I recently had a conversation with a Christian on Facebook regarding some of the passages in the Bible that refer to Mary. During the conversation, I referred to Mary as The Mother of God (Theotokos). This brought a rather stern reaction from him. He stated, “Mary isn’t the Mother of God. God is not born or created. That’s heresy. Mary is the mother of Jesus’ flesh of his human body, not of His Divinity, which already existed before Mary was born.” While I can understand his concerns, I wonder if this gentleman realizes that his position was thoroughly discussed, analyzed, and subsequently rejected by the Church roughly 1600 years ago.
During the first 500 years of Christianity, the Church dealt with the rise of several Christological heresies that necessitated the formulation of a clear theological expression of Christ’s Person and Nature. In the early fifth century, one of these heresies questioned how Christ’s two natures, that of God and Man, related to one another. Following the teachings of Theodore of Mopsuestia, Nestorius, Patriarch of Constantinople, taught that Christ’s nature as God was utterly separate from His nature as man. In this understanding, Christ’s early life was that of a human being in contact with God. God foresaw that Christ would lead a virtuous life and chose Him to be a vessel of divinity. At Christ’s birth, his contact with divinity was incomplete, becoming so later in His life. Nestorius preferred the term Christotokos (Mother of Christ) to that already accepted as part of Holy Tradition, Theotokos (Mother of God), for He believed that Mary’s baby was not fully divine.

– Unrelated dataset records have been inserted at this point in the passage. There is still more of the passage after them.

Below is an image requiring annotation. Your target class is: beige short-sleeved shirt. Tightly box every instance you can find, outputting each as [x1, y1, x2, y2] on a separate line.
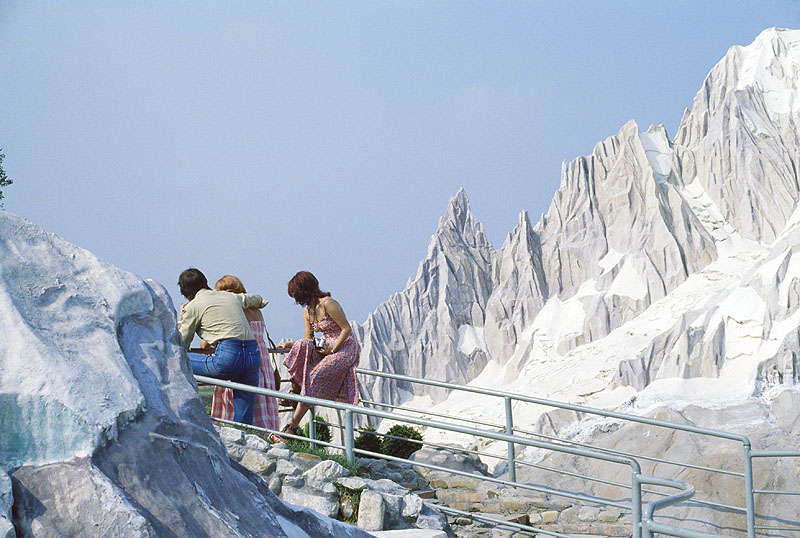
[179, 289, 268, 348]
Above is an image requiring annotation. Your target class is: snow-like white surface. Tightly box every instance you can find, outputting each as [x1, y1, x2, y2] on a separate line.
[598, 248, 623, 273]
[607, 258, 648, 300]
[457, 325, 487, 355]
[529, 280, 593, 350]
[733, 28, 800, 116]
[639, 128, 672, 177]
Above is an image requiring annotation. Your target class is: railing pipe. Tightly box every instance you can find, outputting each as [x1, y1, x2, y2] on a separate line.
[435, 505, 575, 538]
[742, 441, 755, 538]
[356, 368, 751, 444]
[344, 409, 354, 461]
[355, 367, 759, 536]
[632, 472, 643, 538]
[638, 475, 731, 538]
[514, 425, 746, 478]
[751, 449, 800, 458]
[368, 396, 746, 480]
[201, 364, 800, 537]
[504, 396, 516, 482]
[195, 376, 636, 468]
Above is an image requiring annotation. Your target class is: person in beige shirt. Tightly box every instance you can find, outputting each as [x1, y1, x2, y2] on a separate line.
[178, 268, 268, 425]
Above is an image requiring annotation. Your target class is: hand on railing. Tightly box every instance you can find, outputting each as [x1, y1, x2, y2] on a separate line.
[189, 340, 215, 355]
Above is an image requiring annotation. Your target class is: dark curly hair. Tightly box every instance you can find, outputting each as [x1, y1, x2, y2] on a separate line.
[287, 271, 330, 320]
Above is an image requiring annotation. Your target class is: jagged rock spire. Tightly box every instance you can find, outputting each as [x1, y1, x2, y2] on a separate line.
[675, 27, 800, 243]
[355, 189, 493, 404]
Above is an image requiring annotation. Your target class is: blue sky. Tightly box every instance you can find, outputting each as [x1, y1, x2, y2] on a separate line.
[1, 1, 798, 339]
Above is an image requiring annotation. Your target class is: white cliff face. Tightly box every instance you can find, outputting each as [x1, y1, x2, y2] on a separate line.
[483, 210, 547, 364]
[532, 120, 717, 355]
[357, 28, 800, 431]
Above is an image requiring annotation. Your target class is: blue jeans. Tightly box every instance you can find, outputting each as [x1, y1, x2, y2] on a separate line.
[190, 339, 260, 424]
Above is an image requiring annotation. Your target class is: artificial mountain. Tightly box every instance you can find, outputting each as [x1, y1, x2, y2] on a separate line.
[355, 28, 800, 530]
[356, 27, 800, 444]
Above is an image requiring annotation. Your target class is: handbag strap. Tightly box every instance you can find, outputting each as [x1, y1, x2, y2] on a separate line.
[262, 322, 280, 372]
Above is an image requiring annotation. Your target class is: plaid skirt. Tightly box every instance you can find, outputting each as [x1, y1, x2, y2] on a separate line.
[210, 320, 280, 430]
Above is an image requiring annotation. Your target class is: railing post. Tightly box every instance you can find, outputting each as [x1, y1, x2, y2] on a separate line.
[743, 442, 756, 538]
[641, 504, 654, 538]
[505, 396, 516, 482]
[309, 407, 316, 443]
[632, 473, 643, 538]
[345, 409, 354, 461]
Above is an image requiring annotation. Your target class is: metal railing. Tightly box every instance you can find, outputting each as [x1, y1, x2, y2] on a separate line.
[195, 348, 800, 537]
[197, 373, 741, 538]
[353, 367, 800, 537]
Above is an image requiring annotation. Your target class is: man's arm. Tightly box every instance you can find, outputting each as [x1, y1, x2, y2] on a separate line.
[179, 303, 200, 349]
[239, 293, 268, 310]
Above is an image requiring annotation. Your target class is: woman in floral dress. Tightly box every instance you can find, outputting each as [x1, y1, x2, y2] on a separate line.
[279, 271, 360, 435]
[209, 275, 280, 432]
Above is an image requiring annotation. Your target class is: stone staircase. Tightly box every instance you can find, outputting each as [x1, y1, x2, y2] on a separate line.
[408, 447, 633, 537]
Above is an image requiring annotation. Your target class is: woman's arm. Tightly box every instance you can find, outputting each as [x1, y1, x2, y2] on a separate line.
[244, 307, 263, 323]
[303, 307, 314, 340]
[322, 298, 351, 354]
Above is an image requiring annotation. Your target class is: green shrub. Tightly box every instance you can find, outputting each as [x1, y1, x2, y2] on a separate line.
[380, 424, 423, 460]
[354, 425, 382, 457]
[303, 415, 332, 444]
[287, 415, 332, 452]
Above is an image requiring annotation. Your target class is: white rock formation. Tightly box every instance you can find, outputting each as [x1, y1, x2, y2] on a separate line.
[343, 27, 800, 535]
[0, 211, 371, 537]
[354, 33, 800, 529]
[674, 28, 800, 244]
[356, 28, 800, 413]
[355, 188, 493, 404]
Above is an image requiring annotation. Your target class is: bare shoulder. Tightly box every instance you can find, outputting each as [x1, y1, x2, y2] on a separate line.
[324, 297, 347, 317]
[322, 296, 341, 309]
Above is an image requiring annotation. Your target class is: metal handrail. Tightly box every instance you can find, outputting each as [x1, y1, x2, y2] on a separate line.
[197, 375, 650, 535]
[356, 368, 750, 442]
[195, 375, 744, 538]
[354, 367, 800, 536]
[199, 349, 800, 536]
[333, 419, 714, 514]
[637, 475, 729, 538]
[363, 395, 745, 479]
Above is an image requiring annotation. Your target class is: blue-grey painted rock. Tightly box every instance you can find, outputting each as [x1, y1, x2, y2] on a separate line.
[0, 211, 372, 538]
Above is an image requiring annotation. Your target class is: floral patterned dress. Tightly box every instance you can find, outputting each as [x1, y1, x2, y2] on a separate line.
[284, 302, 360, 404]
[210, 319, 280, 430]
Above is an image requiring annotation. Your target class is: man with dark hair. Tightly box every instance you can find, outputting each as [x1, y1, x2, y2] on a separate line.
[178, 267, 210, 300]
[177, 268, 268, 425]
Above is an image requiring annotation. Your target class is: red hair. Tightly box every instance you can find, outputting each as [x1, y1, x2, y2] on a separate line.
[215, 275, 246, 294]
[287, 271, 330, 317]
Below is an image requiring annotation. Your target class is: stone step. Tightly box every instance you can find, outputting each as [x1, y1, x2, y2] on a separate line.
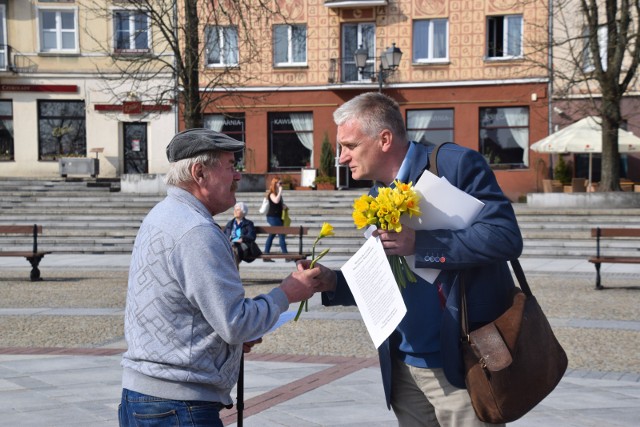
[2, 179, 640, 258]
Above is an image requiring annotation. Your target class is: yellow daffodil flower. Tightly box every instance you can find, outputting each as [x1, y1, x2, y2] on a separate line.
[319, 222, 334, 238]
[350, 181, 421, 288]
[295, 222, 335, 321]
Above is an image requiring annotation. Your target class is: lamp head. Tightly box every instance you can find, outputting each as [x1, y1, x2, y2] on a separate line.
[354, 45, 369, 70]
[384, 43, 403, 70]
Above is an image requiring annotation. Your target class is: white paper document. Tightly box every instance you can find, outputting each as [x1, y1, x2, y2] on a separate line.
[341, 235, 407, 348]
[248, 311, 295, 342]
[402, 172, 485, 283]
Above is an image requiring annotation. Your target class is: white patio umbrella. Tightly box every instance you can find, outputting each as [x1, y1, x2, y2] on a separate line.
[530, 116, 640, 187]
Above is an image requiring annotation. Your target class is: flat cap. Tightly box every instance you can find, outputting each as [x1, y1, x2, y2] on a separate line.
[166, 128, 245, 162]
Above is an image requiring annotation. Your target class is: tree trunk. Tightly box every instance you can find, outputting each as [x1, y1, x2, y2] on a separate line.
[182, 0, 203, 129]
[598, 97, 622, 191]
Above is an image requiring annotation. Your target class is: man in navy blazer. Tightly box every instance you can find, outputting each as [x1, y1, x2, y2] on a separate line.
[320, 93, 522, 426]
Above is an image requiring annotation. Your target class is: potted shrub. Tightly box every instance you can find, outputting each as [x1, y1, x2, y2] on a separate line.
[314, 133, 336, 190]
[280, 175, 296, 189]
[314, 174, 336, 190]
[553, 155, 572, 186]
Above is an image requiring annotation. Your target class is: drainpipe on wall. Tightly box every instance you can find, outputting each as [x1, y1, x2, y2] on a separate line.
[547, 0, 555, 179]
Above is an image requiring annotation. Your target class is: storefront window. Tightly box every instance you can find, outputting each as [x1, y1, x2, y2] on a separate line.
[204, 113, 246, 170]
[0, 100, 13, 161]
[268, 112, 313, 171]
[407, 109, 454, 145]
[38, 100, 86, 160]
[479, 107, 529, 168]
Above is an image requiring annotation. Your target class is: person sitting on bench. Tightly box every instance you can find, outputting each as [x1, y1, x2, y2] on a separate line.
[224, 202, 260, 267]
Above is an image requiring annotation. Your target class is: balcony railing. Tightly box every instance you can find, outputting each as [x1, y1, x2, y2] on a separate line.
[1, 45, 38, 73]
[328, 57, 371, 85]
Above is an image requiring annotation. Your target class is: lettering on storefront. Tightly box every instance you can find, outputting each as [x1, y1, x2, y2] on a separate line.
[0, 84, 78, 93]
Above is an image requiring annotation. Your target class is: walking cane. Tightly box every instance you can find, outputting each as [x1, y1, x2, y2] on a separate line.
[237, 352, 244, 426]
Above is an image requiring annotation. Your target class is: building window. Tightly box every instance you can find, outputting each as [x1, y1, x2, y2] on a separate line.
[479, 107, 529, 168]
[38, 100, 87, 161]
[268, 112, 313, 171]
[204, 113, 246, 170]
[274, 24, 307, 66]
[39, 8, 78, 52]
[0, 100, 13, 161]
[487, 15, 522, 59]
[205, 26, 238, 66]
[413, 19, 448, 63]
[0, 5, 6, 69]
[407, 109, 454, 145]
[114, 10, 150, 52]
[583, 25, 608, 72]
[342, 22, 375, 82]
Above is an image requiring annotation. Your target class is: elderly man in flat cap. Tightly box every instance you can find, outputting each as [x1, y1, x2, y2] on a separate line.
[119, 128, 332, 427]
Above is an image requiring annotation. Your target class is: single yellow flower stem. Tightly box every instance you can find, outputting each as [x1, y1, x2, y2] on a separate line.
[295, 248, 330, 321]
[294, 299, 306, 321]
[309, 249, 329, 268]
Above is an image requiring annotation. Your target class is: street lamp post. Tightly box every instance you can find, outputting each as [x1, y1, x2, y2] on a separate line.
[354, 43, 403, 92]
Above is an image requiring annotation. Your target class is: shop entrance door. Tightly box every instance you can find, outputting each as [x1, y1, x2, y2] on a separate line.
[123, 122, 148, 173]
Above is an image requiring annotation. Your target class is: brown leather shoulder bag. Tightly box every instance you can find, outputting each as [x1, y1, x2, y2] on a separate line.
[461, 260, 568, 423]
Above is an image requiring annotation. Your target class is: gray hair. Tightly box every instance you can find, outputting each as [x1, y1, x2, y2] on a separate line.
[333, 92, 407, 142]
[235, 202, 248, 215]
[164, 151, 221, 186]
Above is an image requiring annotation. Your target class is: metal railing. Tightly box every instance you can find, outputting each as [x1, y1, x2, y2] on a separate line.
[0, 45, 38, 73]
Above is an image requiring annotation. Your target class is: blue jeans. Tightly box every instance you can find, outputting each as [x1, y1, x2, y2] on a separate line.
[264, 215, 288, 253]
[118, 389, 225, 427]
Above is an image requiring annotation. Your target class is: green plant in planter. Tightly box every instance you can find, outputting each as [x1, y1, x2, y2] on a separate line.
[281, 175, 296, 189]
[319, 133, 335, 178]
[313, 175, 336, 185]
[553, 155, 572, 185]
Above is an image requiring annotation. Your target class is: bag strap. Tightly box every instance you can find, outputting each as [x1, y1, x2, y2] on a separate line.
[510, 259, 532, 296]
[460, 259, 531, 338]
[460, 273, 470, 339]
[428, 143, 532, 335]
[428, 142, 454, 177]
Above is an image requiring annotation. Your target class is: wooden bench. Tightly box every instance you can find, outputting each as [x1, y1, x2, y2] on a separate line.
[588, 227, 640, 289]
[254, 226, 311, 262]
[0, 225, 51, 281]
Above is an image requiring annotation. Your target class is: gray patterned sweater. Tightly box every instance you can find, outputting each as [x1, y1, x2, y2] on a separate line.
[121, 186, 288, 404]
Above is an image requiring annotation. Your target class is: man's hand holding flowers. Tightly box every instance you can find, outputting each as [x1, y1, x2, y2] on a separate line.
[352, 180, 421, 289]
[375, 226, 416, 256]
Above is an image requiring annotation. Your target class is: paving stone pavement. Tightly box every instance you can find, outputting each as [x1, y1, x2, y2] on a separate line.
[0, 254, 639, 426]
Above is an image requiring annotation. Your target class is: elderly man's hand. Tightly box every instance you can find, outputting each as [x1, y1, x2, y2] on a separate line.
[243, 338, 262, 354]
[296, 260, 336, 292]
[279, 263, 337, 303]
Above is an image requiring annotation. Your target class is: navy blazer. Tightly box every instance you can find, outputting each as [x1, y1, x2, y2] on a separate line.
[322, 142, 523, 407]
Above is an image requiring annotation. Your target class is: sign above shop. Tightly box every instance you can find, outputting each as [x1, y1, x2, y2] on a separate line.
[0, 84, 78, 93]
[94, 103, 172, 114]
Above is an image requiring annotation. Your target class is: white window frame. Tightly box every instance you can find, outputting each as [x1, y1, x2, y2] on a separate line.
[0, 5, 6, 70]
[342, 22, 376, 82]
[273, 24, 307, 67]
[37, 6, 79, 53]
[205, 25, 239, 67]
[583, 25, 608, 73]
[486, 15, 523, 60]
[113, 10, 151, 52]
[412, 19, 449, 64]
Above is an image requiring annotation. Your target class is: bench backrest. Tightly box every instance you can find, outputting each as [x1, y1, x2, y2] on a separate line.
[591, 228, 640, 238]
[0, 225, 42, 235]
[591, 227, 640, 258]
[255, 226, 309, 254]
[255, 226, 308, 236]
[0, 224, 42, 253]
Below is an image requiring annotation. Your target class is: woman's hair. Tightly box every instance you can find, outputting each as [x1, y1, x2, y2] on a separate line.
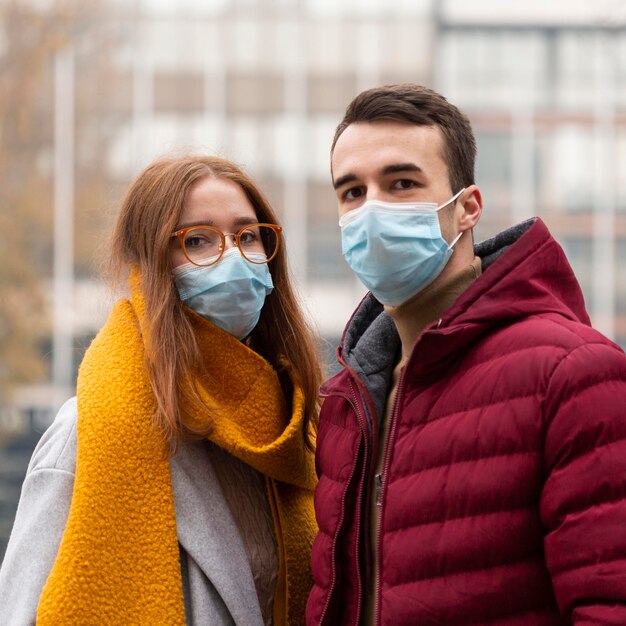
[106, 155, 322, 452]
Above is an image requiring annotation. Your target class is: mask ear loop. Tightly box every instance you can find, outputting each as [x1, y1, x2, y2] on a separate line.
[438, 188, 467, 249]
[449, 231, 464, 249]
[435, 187, 466, 212]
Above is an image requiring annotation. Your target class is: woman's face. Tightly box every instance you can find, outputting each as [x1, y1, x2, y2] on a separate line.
[170, 176, 259, 269]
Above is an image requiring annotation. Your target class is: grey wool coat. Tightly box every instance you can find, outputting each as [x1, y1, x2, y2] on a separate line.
[0, 398, 266, 626]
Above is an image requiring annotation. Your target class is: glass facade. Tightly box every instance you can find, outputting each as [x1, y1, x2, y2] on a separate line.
[3, 0, 625, 378]
[2, 0, 626, 562]
[435, 10, 626, 347]
[91, 6, 434, 326]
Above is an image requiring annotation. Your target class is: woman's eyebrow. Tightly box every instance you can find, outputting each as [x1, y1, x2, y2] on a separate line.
[232, 216, 260, 227]
[174, 216, 259, 231]
[174, 220, 214, 231]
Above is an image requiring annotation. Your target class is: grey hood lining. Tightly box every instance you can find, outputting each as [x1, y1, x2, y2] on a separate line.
[475, 218, 535, 272]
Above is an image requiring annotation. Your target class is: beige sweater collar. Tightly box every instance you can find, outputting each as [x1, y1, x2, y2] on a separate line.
[388, 256, 482, 364]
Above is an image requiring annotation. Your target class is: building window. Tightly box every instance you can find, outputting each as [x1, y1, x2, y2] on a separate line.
[154, 71, 204, 113]
[226, 72, 285, 115]
[618, 129, 626, 213]
[475, 130, 512, 209]
[617, 239, 626, 311]
[307, 183, 352, 282]
[441, 31, 546, 109]
[307, 73, 357, 114]
[561, 236, 592, 297]
[552, 126, 594, 213]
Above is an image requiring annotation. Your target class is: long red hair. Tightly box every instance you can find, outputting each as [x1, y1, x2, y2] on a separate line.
[107, 155, 322, 451]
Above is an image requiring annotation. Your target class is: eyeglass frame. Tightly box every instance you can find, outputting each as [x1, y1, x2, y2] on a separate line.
[170, 222, 282, 267]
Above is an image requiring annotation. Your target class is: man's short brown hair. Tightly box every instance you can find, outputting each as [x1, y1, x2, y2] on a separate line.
[332, 84, 476, 194]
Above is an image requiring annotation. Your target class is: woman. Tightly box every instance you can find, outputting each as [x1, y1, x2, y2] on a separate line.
[0, 155, 322, 625]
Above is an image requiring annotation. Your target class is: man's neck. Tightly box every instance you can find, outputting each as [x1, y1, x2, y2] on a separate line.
[385, 257, 482, 366]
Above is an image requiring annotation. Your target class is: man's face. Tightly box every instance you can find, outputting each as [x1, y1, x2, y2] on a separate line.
[332, 121, 456, 232]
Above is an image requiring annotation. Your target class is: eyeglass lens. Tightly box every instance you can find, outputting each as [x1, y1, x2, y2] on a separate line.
[182, 225, 278, 266]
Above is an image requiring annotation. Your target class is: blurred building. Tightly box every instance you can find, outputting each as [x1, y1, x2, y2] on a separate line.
[1, 0, 625, 425]
[1, 0, 626, 412]
[435, 0, 626, 346]
[1, 0, 625, 557]
[60, 0, 625, 346]
[86, 0, 437, 341]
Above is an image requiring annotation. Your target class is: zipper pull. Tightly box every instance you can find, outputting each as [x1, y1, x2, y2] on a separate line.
[375, 473, 383, 507]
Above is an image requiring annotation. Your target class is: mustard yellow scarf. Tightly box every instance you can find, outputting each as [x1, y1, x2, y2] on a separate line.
[37, 277, 317, 625]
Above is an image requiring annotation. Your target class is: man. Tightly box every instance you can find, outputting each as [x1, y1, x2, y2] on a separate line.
[307, 84, 626, 626]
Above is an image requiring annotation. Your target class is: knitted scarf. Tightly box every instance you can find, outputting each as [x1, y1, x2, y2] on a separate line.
[37, 276, 317, 625]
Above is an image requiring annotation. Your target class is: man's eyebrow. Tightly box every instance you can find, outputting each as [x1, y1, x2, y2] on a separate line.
[333, 173, 357, 190]
[333, 163, 424, 190]
[382, 163, 423, 176]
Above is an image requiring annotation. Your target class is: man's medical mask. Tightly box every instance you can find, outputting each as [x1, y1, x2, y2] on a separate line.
[173, 248, 273, 340]
[339, 189, 465, 307]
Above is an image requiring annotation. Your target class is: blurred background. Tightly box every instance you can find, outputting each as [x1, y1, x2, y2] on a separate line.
[0, 0, 625, 559]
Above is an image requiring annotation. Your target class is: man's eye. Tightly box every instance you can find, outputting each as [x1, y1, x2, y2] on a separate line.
[394, 179, 416, 190]
[344, 187, 364, 200]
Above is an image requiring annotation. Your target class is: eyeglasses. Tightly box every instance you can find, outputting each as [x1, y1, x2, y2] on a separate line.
[171, 222, 282, 267]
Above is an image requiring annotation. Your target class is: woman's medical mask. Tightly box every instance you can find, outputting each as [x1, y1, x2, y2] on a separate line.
[173, 248, 273, 340]
[339, 189, 465, 307]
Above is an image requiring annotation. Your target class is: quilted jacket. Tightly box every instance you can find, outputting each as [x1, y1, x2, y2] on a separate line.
[307, 218, 626, 626]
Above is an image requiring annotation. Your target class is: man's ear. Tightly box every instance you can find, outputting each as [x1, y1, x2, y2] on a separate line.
[458, 185, 482, 231]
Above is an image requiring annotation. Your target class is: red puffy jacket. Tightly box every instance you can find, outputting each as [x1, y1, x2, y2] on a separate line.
[307, 218, 626, 625]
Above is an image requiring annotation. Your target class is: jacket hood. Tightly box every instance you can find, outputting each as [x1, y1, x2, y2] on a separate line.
[332, 218, 591, 409]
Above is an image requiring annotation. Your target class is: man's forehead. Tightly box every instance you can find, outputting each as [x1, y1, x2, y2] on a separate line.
[331, 121, 445, 179]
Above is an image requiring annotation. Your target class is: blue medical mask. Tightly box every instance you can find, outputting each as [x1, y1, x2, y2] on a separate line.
[173, 248, 274, 340]
[339, 189, 465, 307]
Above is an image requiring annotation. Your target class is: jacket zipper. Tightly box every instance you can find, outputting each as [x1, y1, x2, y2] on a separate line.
[349, 379, 371, 626]
[318, 382, 368, 626]
[375, 474, 383, 506]
[374, 366, 408, 626]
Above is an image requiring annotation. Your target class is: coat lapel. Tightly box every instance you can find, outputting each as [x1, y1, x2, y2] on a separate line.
[170, 440, 264, 626]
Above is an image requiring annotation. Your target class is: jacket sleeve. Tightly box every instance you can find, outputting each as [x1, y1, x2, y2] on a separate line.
[0, 398, 77, 626]
[540, 341, 626, 625]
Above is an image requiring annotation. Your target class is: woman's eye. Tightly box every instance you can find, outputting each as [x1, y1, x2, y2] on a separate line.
[184, 236, 201, 248]
[183, 227, 221, 250]
[185, 235, 211, 249]
[239, 230, 258, 245]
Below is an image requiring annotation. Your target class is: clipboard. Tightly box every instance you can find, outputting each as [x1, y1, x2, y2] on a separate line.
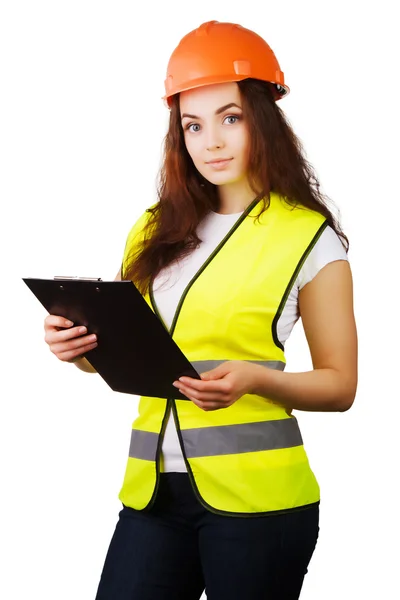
[22, 277, 201, 400]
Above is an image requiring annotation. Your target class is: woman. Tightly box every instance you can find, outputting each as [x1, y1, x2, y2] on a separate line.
[44, 20, 357, 600]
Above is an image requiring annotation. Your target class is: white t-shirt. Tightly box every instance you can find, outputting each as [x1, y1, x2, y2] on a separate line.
[152, 211, 348, 472]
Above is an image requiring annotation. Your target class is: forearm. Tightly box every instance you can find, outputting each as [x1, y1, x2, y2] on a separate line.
[70, 356, 97, 373]
[253, 366, 356, 412]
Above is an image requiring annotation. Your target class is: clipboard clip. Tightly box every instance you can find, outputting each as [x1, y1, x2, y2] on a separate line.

This teaching, which came to be known as Nestorianism, led to the calling of the Third Ecumenical Council in 431 AD. In this Council, the Fathers of the Church upheld the teaching that in Christ the dual natures of divinity and humanity do not merely come in contact with one another, but that they are, rather, in union. At the Incarnation, the Second Person of the Trinity, Christ, took on human nature, adding it to His Person, while at the same time retaining the fullness of His Divinity. At the birth of Christ, Mary gave birth to a baby who was both God and human, each in the fullest sense of the word. As a result, to deny that Mary was the Mother of God is to deny the full reality of the Incarnation and its resulting efficacy in our salvation.
In a letter to John of Antioch in 433 AD, Saint Cyril summed up this aspect of Christology very well.
Thus we confess that our Lord Jesus Christ, the only-begotten Son of God, is perfect God and perfect man, consisting of a rational soul and body, that he was begotten from the Father before all ages according to the Divinity, and that in these latter times was begotten for us and for our salvation from the Virgin Mary; that he is consubstantial with the Father in his Divinity and consubstantial with us in his humanity, for in him there was accomplished the unity of two natures. Therefore we acknowledge one Christ, one Son, one Lord. On the basis of this union without confusion, we confess the Most Holy Virgin to be the Mother of God because God the Word was incarnate and became man and in the conception itself united with himself the temple received from her. . . God the Word came down from heaven and, taking the form of a servant, emptied himself, and was called the Son of man, remaining that which he is – God.
The title Mother of God is a confession about Christ. As I have heard said in the past, it says more about Him than it does about Mary.